I won’t exactly come across as a visionary if I point out the real estate has been in the slumps for the past few years. By the way, just in case you missed it, water is wet. Now that I’m done stating the obvious, it’s time to start digging through some of the recent numbers that the National Association of Realtors (NAR) has been kicking out regarding the future of our industry. What they mean to the industry is sometimes not that obvious.
Let me start by pointing out that recent NAR missives are pointing at an increase in residential and commercial property sales. While this is certainly good news, it’s also that time of the year. While we can all certainly hope that this continues to trend upward, at present it looks like it’s going to do so slowly and considering the glut of inventory currently in market it could be a while before we start hearing any good numbers about new housing starts. That said, getting better is better than getting worse. Unfortunately, what these trends mean for real estate professionals who are currently in the trenches is uncertain.
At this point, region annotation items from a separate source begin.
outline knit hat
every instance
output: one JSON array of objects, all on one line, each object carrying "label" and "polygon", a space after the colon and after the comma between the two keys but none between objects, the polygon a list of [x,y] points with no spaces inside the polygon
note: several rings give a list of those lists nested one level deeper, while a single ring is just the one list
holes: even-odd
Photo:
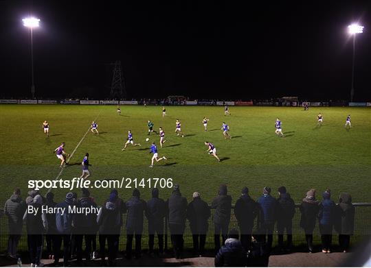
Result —
[{"label": "knit hat", "polygon": [[43,204],[43,197],[41,197],[41,195],[36,195],[34,197],[34,204],[38,204],[39,205],[42,204]]},{"label": "knit hat", "polygon": [[74,202],[74,193],[69,193],[66,195],[66,202]]},{"label": "knit hat", "polygon": [[286,193],[286,187],[285,186],[280,186],[278,188],[278,193]]},{"label": "knit hat", "polygon": [[246,186],[243,187],[242,191],[241,191],[241,193],[243,195],[247,195],[249,193],[249,188]]},{"label": "knit hat", "polygon": [[265,186],[264,187],[264,189],[263,189],[263,193],[265,195],[269,195],[269,193],[271,193],[271,188],[270,187],[268,187],[268,186]]}]

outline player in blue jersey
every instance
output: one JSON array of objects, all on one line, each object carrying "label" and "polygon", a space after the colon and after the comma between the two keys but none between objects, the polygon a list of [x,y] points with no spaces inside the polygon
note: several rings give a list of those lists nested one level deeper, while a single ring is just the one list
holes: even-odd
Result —
[{"label": "player in blue jersey", "polygon": [[81,165],[82,165],[82,174],[80,178],[82,179],[86,179],[90,176],[89,166],[91,166],[91,165],[89,163],[89,153],[85,154],[85,156],[84,157],[84,159],[82,159]]},{"label": "player in blue jersey", "polygon": [[159,136],[160,136],[160,146],[162,148],[162,145],[165,143],[168,140],[165,138],[165,132],[162,130],[161,127],[159,127]]},{"label": "player in blue jersey", "polygon": [[128,131],[128,141],[125,143],[125,146],[124,148],[122,148],[122,151],[125,151],[125,149],[126,149],[126,146],[128,146],[128,144],[131,143],[133,146],[142,146],[140,143],[134,143],[134,140],[133,139],[133,134],[131,133],[131,130]]},{"label": "player in blue jersey", "polygon": [[153,156],[152,156],[151,163],[150,167],[153,167],[153,162],[156,160],[156,162],[161,161],[161,160],[167,160],[165,156],[162,156],[159,158],[159,156],[157,154],[157,147],[156,146],[156,144],[155,144],[155,142],[152,143],[152,145],[150,146],[150,154],[153,154]]},{"label": "player in blue jersey", "polygon": [[284,134],[282,133],[282,129],[281,128],[281,121],[280,120],[279,118],[277,118],[277,119],[276,119],[274,125],[276,127],[276,134],[278,136],[281,136],[282,137],[283,137]]},{"label": "player in blue jersey", "polygon": [[44,130],[44,133],[49,136],[49,123],[46,120],[43,123],[43,130]]},{"label": "player in blue jersey", "polygon": [[319,112],[317,117],[318,118],[317,125],[319,125],[321,127],[322,125],[322,122],[324,121],[324,116]]},{"label": "player in blue jersey", "polygon": [[223,134],[224,135],[224,138],[231,138],[231,135],[228,133],[229,131],[229,127],[225,122],[223,122],[222,125]]},{"label": "player in blue jersey", "polygon": [[218,157],[218,156],[216,156],[216,149],[215,148],[215,147],[212,145],[212,143],[209,143],[208,141],[205,141],[205,145],[206,146],[207,146],[207,150],[206,151],[207,152],[207,154],[211,154],[212,156],[213,156],[214,158],[216,158],[216,159],[218,159],[218,161],[221,161],[221,160],[219,159],[219,158]]},{"label": "player in blue jersey", "polygon": [[348,125],[350,128],[352,128],[352,123],[350,123],[350,114],[348,114],[348,117],[346,117],[346,125],[344,127],[346,127]]},{"label": "player in blue jersey", "polygon": [[53,154],[56,153],[56,157],[58,159],[60,160],[60,165],[59,167],[63,167],[63,164],[65,165],[66,156],[69,156],[69,154],[65,151],[65,143],[62,143],[60,146],[58,147],[54,151],[53,151]]},{"label": "player in blue jersey", "polygon": [[[95,121],[91,122],[91,127],[90,127],[90,130],[91,130],[93,134],[96,133],[99,134],[99,132],[98,131],[98,124]],[[94,132],[94,130],[95,130],[96,132]]]},{"label": "player in blue jersey", "polygon": [[205,127],[205,131],[207,131],[207,121],[210,119],[207,119],[206,117],[203,117],[203,119],[202,120],[202,123],[203,124],[203,127]]},{"label": "player in blue jersey", "polygon": [[175,122],[175,133],[177,133],[177,136],[179,136],[179,134],[181,136],[181,137],[184,137],[184,135],[183,134],[183,132],[181,132],[181,123],[179,121],[179,119],[177,119],[177,121]]}]

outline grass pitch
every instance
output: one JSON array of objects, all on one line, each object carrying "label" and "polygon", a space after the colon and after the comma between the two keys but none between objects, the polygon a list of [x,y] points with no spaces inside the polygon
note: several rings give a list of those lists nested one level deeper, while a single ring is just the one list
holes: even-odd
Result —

Part of the good news is that the competition among Realtors who buy and sell houses has improved greatly due to a sharp decline in the number of licensed Realtors talking them on. According to various numbers released by the NAR and others, in 2006 there are approximately 1.4 million NAR members. I have also seen estimates as high as 2.6 million licensed realtors for that period of time. Today, again according to the NAR, that number is under 1 million.
According to the 2011 NAR member profile poll, while things are looking up a bit, Realtors really are working harder and making less. In fact, the median income of an average realtor dropped 4.5% last year to $34,100. This was preceded by a 3% decline in 2009. Those members who list themselves as broker/Realtors earned a median salary of $48,700 while sales agents earned an average of $24,900 in 2010. Even more disproportionate is that NAR members who’ve been in the business for two years or less earned a median income of $8,900 while those who’ve been in the business for 16 years or more earned $47,100. While good news for those agents who stick it out year after year, this raises a red flag not only for the challenges that new broker/Realtor’s face in entering this market but also is going to create a generational gap between home buyers and the professional Realtors there to help them.
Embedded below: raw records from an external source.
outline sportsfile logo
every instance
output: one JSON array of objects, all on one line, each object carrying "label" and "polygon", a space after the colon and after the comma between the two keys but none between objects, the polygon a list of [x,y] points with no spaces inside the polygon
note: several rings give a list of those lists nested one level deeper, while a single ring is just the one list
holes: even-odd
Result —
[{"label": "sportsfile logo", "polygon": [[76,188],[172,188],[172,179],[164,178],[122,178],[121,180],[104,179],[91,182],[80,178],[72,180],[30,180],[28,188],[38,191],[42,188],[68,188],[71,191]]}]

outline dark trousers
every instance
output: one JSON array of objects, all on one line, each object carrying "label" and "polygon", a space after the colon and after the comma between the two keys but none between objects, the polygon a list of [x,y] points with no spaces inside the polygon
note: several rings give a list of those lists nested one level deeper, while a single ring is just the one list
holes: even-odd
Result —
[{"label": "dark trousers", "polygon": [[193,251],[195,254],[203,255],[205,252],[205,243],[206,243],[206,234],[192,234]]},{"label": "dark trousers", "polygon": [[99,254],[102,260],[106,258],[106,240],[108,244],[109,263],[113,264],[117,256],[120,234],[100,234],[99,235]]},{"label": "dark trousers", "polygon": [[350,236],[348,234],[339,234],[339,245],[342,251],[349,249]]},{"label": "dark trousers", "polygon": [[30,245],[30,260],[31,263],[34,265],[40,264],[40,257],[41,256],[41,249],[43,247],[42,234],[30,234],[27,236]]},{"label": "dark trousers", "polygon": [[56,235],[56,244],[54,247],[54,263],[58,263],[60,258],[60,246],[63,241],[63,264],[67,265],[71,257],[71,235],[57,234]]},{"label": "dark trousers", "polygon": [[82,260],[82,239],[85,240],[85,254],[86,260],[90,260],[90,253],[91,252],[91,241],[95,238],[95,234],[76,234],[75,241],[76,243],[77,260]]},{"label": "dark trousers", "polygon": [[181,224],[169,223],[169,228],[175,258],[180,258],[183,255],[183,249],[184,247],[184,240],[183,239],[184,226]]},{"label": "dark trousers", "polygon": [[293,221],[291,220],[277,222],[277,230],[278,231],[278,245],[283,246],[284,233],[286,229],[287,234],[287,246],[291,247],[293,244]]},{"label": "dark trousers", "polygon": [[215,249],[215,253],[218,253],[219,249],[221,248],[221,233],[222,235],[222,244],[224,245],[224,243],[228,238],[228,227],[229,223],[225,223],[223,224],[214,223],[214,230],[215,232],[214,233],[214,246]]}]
For example, the 2011 member profile survey shows that the typical NAR member broker/Realtor is 56 years old. Only 3% of all Realtors are under the age of 30. While age may not be a huge factor in successful home selling, when you take into consideration that many home buyers are young people who are purchasing their first home, it’s quite possible that they will respond differently to agents closer to their age who have a good handle on alternative forms of finding and marketing homes through blogs, social media tools, specialized websites etc. Again, according to the member survey, only 10% of all Realtors claim to have a blog. Of those, 18% are between the ages of 30 and 39 while 16% are younger than 29. Likewise, 83% of agents under age 29 claim to use social media tools to help find and assists their clients compared to just 52% of agents between the ages of 50 and 59.
My intention is not to be ageist, but to point out that as markets change the need for members to be flexible needs to change as well. The bottom line is that if your clients are going to use certain approaches to find a new home or to sell their existing ones, agents need to be aware of these tools and methodologies in order to meet those clients in the right place.
As people much wiser than me have pointed out “this too shall pass”. Where we are today is not we’re going to be in the future. The good news is that we’ve hit the bottom and were looking up. The bad news is that it’s still a tough slog and for many people it’s a hard way to make a living. That said, the passion that most agents have for the work they do has less to do with their paychecks and more to do with the services they provide their clients and the challenges that keep them fresh and viable the marketplace. By staying flexible, keeping a positive outlook and looking for ways to create opportunities, we can continue to rebuild this industry and make it a positive experience for everybody.